Ele saiu da areia e subiu para o calçadão. O Marcinho Dedão, dono do quiosque, estava vendo TV e não se deu conta do que estava acontecendo. Aquela figura de chapéu – o meu grande ídolo, não só da música, mas de tudo o mais – ia passar direto por mim, mãos nos bolsos, cabeça baixa.

“Neil?”, eu disse, usando o tom mais controlado que consegui.

Ele parou, quando já estava, provavelmente, pensando em atravessar a rua, e disse:

How ya doin’, buddy?”

“Cara, me desculpa, eu não acredito que é você…”, eu disse, nervoso, no meu inglês bem mais ou menos.

Ele apontou displicentemente para uma cadeira de plástico amarelo e me perguntou:

“Posso me sentar aí?”

Não preciso dizer que eu não estava acreditando naquilo. E ia bater um papo com o cara que era o meu maior herói desde que eu tinha 16 anos.

“Claro, cara, por favor, senta aí…”

E depois, gaguejando:

“Você quer uma cerveja?”

Ele me respondeu de bate-pronto:

“Essa é uma boa ideia.”

Olhei para o quiosque, mas o Marcinho Dedão tinha sumido. (Daí eu não ter testemunhas desta história.)

Xinguei o Dedão em pensamento e fui pegar a cerveja. Voltei com duas latas bem geladas e fizemos um rápido brinde (um brinde com o Neil Young, cacete!).

“Você foi ao show?”, ele me perguntou.

“Quando cheguei lá ainda era começo da tarde”, respondi.

“Gostou?”

Fiquei olhando para ele enquanto pensava numa maneira de ser sincero sem parecer um fã babaca.

“Foi a realização de um sonho!”

Ele sorriu e olhou para cima, para as estrelas.

“Legal”, ele disse.

“Comecei a ouvir você quando eu tinha 16 anos”, eu disse, tentando a conter a torrente que ameaçava romper a represa. “O primeiro disco seu que eu comprei foi Hawks and Doves.”

“Anos 80. Tempos esquisitos. Mas quais não são?”

Ele bebeu a cerveja, direto da lata, e depois me perguntou:

“Você se lembra de qual foi a primeira música minha que você ouviu?”

 “Sugar Mountain”.

“Mesmo?”

“Sim. Num compacto de 1972. Era de um primo meu em segundo grau. Depois eu roubei aquele compacto.”

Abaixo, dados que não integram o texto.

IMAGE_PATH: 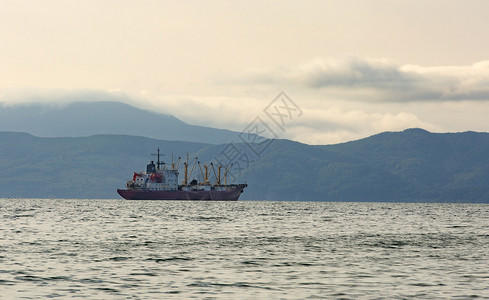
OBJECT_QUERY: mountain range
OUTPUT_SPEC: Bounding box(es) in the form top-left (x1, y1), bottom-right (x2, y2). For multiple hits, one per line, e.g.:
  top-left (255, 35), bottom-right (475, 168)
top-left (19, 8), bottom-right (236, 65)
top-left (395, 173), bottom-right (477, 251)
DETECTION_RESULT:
top-left (0, 101), bottom-right (243, 144)
top-left (0, 129), bottom-right (489, 203)
top-left (0, 102), bottom-right (489, 203)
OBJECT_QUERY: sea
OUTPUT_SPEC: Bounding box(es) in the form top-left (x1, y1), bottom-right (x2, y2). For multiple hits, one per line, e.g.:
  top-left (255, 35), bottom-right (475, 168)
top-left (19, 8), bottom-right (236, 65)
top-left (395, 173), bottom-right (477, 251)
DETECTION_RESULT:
top-left (0, 199), bottom-right (489, 299)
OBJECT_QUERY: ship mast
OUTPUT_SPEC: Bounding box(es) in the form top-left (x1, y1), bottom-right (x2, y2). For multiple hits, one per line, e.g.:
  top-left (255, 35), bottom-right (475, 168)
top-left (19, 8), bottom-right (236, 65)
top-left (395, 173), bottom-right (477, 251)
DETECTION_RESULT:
top-left (151, 148), bottom-right (165, 170)
top-left (211, 163), bottom-right (222, 186)
top-left (224, 164), bottom-right (233, 186)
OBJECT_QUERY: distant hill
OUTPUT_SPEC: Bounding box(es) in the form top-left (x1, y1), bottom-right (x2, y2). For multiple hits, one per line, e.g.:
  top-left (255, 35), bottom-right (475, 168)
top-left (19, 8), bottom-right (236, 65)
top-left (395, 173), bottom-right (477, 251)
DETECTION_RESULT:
top-left (0, 129), bottom-right (489, 203)
top-left (0, 101), bottom-right (244, 144)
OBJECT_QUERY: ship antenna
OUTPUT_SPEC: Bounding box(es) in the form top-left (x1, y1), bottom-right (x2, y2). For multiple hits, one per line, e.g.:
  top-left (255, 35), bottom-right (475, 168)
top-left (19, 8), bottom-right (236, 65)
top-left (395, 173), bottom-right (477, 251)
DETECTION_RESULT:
top-left (151, 148), bottom-right (165, 170)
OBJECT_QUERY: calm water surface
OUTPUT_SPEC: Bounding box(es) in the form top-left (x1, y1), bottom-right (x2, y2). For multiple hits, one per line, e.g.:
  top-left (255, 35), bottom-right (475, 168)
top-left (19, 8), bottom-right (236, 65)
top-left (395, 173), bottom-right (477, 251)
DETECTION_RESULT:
top-left (0, 199), bottom-right (489, 299)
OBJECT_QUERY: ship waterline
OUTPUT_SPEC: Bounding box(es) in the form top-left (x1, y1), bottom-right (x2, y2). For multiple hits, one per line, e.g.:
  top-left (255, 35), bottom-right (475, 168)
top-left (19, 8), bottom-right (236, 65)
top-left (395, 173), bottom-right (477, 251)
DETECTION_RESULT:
top-left (117, 184), bottom-right (247, 201)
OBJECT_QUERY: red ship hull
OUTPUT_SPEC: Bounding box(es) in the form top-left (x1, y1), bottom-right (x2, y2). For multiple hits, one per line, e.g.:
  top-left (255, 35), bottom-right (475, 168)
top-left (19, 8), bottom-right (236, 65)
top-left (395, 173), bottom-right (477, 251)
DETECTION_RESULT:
top-left (117, 184), bottom-right (247, 201)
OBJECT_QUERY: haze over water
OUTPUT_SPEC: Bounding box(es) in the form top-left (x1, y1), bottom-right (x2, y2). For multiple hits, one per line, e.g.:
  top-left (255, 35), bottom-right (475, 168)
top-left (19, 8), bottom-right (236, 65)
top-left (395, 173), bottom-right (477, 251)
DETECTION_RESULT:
top-left (0, 199), bottom-right (489, 299)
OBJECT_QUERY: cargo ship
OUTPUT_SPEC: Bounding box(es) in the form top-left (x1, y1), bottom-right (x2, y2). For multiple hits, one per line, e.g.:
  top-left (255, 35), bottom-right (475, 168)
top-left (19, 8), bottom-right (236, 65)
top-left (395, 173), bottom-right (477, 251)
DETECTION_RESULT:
top-left (117, 149), bottom-right (248, 201)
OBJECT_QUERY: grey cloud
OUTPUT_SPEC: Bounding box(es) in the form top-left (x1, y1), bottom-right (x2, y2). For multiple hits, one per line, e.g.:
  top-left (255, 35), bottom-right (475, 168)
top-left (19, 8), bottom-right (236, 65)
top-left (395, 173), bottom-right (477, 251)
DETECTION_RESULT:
top-left (238, 56), bottom-right (489, 102)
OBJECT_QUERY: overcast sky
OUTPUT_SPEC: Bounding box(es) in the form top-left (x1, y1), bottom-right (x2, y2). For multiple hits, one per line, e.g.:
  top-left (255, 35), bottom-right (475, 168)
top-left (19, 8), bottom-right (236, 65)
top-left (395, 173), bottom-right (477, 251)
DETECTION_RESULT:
top-left (0, 0), bottom-right (489, 144)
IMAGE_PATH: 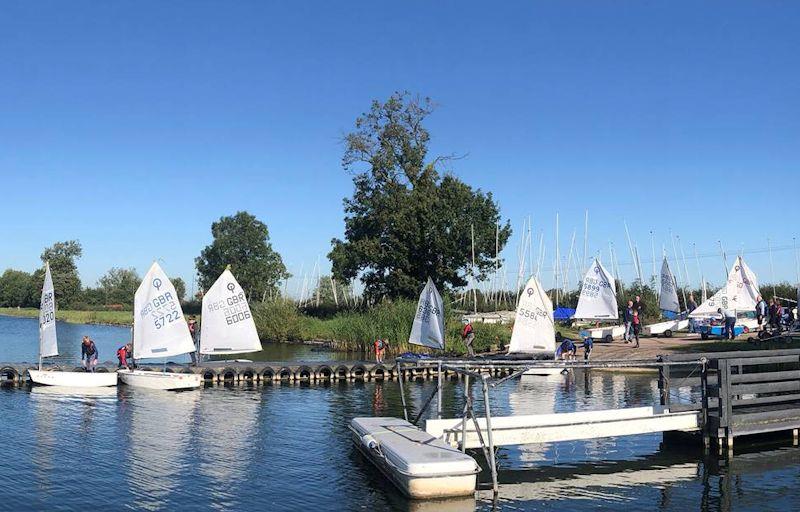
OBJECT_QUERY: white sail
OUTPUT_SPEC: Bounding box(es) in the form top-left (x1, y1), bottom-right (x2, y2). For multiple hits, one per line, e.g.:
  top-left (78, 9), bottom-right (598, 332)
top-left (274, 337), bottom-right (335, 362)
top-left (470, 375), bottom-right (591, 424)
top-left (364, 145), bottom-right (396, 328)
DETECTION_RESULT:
top-left (508, 276), bottom-right (556, 354)
top-left (575, 258), bottom-right (619, 320)
top-left (658, 258), bottom-right (681, 313)
top-left (689, 287), bottom-right (728, 318)
top-left (689, 257), bottom-right (759, 318)
top-left (408, 277), bottom-right (444, 349)
top-left (726, 256), bottom-right (759, 311)
top-left (200, 269), bottom-right (261, 354)
top-left (39, 263), bottom-right (58, 357)
top-left (133, 263), bottom-right (195, 359)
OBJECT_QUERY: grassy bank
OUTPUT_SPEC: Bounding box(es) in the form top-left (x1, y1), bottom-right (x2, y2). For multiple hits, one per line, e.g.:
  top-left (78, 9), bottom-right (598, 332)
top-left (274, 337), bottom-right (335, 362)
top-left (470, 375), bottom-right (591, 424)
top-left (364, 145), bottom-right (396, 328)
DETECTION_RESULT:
top-left (0, 308), bottom-right (133, 325)
top-left (253, 301), bottom-right (511, 354)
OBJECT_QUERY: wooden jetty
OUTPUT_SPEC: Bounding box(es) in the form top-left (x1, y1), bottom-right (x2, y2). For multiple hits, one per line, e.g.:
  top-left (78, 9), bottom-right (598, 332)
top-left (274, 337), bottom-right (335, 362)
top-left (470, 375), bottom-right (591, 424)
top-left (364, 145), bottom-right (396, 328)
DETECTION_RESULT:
top-left (0, 361), bottom-right (494, 385)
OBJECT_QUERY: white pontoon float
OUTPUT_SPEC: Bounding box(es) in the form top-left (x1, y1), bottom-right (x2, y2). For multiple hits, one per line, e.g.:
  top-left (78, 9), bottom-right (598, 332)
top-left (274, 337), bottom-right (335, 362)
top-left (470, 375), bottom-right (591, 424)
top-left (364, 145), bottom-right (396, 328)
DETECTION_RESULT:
top-left (350, 418), bottom-right (480, 499)
top-left (350, 357), bottom-right (706, 498)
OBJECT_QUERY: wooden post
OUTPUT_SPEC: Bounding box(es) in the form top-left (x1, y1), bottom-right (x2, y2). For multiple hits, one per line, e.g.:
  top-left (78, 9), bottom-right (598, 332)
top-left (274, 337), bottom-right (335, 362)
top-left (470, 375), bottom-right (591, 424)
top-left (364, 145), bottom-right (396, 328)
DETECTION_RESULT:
top-left (469, 224), bottom-right (478, 314)
top-left (436, 361), bottom-right (442, 419)
top-left (461, 373), bottom-right (472, 453)
top-left (700, 361), bottom-right (711, 452)
top-left (658, 365), bottom-right (670, 409)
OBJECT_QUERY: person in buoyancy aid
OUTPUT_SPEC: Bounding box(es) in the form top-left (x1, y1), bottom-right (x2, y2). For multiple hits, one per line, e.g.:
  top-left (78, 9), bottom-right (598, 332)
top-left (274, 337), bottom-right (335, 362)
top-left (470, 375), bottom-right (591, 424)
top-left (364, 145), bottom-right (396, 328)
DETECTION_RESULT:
top-left (461, 320), bottom-right (475, 357)
top-left (117, 343), bottom-right (133, 370)
top-left (81, 336), bottom-right (100, 372)
top-left (555, 332), bottom-right (578, 361)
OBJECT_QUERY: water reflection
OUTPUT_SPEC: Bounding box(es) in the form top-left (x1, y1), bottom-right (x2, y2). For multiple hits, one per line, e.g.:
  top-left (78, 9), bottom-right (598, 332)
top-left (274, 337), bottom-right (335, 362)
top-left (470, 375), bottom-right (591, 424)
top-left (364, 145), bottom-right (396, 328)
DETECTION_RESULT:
top-left (122, 388), bottom-right (202, 510)
top-left (193, 387), bottom-right (263, 509)
top-left (0, 371), bottom-right (800, 512)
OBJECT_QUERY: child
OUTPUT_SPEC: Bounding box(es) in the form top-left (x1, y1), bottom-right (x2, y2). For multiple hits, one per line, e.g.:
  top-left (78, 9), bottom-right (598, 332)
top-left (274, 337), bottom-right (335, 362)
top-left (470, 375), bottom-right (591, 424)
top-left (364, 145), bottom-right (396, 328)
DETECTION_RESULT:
top-left (583, 336), bottom-right (594, 361)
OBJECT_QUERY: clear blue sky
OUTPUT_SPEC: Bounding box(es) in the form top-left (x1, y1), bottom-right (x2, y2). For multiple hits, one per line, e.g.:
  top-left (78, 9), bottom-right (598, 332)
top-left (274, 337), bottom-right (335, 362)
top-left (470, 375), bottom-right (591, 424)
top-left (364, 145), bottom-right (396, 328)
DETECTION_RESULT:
top-left (0, 1), bottom-right (800, 296)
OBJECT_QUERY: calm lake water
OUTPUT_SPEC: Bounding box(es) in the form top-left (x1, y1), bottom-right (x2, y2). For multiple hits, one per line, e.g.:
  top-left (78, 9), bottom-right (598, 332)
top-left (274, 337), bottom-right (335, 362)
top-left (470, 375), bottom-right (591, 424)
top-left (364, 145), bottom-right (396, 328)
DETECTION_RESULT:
top-left (0, 314), bottom-right (800, 512)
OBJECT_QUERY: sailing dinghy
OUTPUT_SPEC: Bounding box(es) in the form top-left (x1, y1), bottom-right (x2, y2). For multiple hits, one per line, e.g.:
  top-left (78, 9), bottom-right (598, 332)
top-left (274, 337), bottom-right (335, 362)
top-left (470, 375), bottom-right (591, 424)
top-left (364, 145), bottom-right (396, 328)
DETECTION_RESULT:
top-left (689, 256), bottom-right (760, 339)
top-left (28, 263), bottom-right (117, 388)
top-left (508, 276), bottom-right (563, 375)
top-left (408, 277), bottom-right (444, 350)
top-left (117, 262), bottom-right (202, 391)
top-left (643, 257), bottom-right (689, 338)
top-left (200, 268), bottom-right (261, 355)
top-left (575, 258), bottom-right (625, 342)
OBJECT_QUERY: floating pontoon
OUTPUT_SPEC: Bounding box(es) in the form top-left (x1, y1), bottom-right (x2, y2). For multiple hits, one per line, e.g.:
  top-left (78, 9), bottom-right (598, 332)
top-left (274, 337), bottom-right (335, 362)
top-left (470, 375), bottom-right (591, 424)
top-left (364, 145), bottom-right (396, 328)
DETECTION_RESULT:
top-left (350, 418), bottom-right (479, 499)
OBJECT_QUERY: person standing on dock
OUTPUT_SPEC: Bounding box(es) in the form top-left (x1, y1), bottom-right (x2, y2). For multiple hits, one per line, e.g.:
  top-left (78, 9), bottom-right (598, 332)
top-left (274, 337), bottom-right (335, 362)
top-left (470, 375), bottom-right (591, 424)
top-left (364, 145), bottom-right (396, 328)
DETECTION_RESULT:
top-left (717, 308), bottom-right (736, 340)
top-left (756, 295), bottom-right (769, 331)
top-left (186, 315), bottom-right (200, 365)
top-left (381, 338), bottom-right (389, 363)
top-left (769, 297), bottom-right (783, 329)
top-left (81, 336), bottom-right (100, 373)
top-left (556, 332), bottom-right (578, 361)
top-left (686, 293), bottom-right (697, 332)
top-left (583, 336), bottom-right (594, 361)
top-left (633, 295), bottom-right (644, 322)
top-left (622, 300), bottom-right (635, 343)
top-left (117, 343), bottom-right (133, 370)
top-left (461, 320), bottom-right (475, 357)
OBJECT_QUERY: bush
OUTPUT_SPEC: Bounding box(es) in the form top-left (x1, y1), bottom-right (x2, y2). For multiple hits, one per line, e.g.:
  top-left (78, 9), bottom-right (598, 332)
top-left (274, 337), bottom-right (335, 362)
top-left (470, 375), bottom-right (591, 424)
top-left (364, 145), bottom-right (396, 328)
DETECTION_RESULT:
top-left (251, 299), bottom-right (303, 342)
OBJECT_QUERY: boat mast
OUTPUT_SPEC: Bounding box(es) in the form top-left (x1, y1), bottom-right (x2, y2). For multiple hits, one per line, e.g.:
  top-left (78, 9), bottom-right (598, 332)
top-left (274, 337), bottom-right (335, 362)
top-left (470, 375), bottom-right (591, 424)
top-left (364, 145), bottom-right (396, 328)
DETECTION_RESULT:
top-left (767, 237), bottom-right (777, 297)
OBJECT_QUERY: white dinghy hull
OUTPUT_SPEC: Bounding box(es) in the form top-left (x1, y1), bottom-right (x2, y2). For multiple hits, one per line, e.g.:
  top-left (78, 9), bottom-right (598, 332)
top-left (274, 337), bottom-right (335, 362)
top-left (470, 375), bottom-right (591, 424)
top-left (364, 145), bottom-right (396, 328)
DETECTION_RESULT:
top-left (350, 418), bottom-right (479, 499)
top-left (643, 320), bottom-right (689, 338)
top-left (587, 325), bottom-right (625, 342)
top-left (117, 370), bottom-right (203, 391)
top-left (522, 368), bottom-right (565, 377)
top-left (28, 370), bottom-right (117, 388)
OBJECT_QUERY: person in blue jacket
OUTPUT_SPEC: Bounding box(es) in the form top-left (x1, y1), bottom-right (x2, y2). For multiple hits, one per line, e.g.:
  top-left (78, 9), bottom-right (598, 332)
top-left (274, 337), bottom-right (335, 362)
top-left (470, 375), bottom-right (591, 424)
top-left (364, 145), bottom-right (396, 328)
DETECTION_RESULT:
top-left (556, 332), bottom-right (578, 361)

Ele deu uma risadinha de canto de boca e disse:

“Espero que você não tenha cumprido pena por isso.”

Os carros passavam na Avenida Atlântica, mas o calçadão estava deserto de pedestres.

“Vocês fazem uma música maravilhosa aqui”, ele disse.

“Você conseguiu ouvir alguma coisa?”

“Um dos nossos roadies me mostrou algumas coisas do Paulinho da Viola e do Chico de Buarque. Me perdoa a pronúncia. São geniais.”

Ele olhou para cima, como se estivesse tentando saber se ia dar praia dali a algumas horas, e disse:

“Bom, vou nessa antes que a Pegi mande o Frank, o Billy ou o Ralph atrás de mim.”

“Ou os três juntos”.

“É”, ele disse, rindo.

“O Crazy Horse completo.”

“É isso aí, cara”.

Ele se levantou, levou a mão ao bolso da calça jeans remendada, mas eu disse a ele que, por favor, a cerveja era por minha conta. Ele perguntou se eu tinha certeza e eu disse a ele:

“Quando eu for à Califórnia, você paga a cerveja.”

“Combinado”.

Ele levantou a mão e tocou a aba do chapéu.

“Se cuida, parceiro”, ele disse.

“Você também”.

Ele se afastou, olhou para o lado, esperou um pouco, atravessou e entrou no Copacabana Palace.

Tomei um susto quando o Marcinho Dedão gritou lá do quiosque:

“Vai querer mais uma? Vou fechar esta porra!”

Ele tinha acabado de voltar de um papo com a Virgininha, que trabalhava no quiosque vizinho.

Por que eu resolvi contar essa história só agora, mais de 15 anos depois? Não sei. Acho que é porque agora já estou suficientemente convencido de que ela aconteceu de verdade.

“Ain’t it funny how you feel when you’re finding out it’s real?”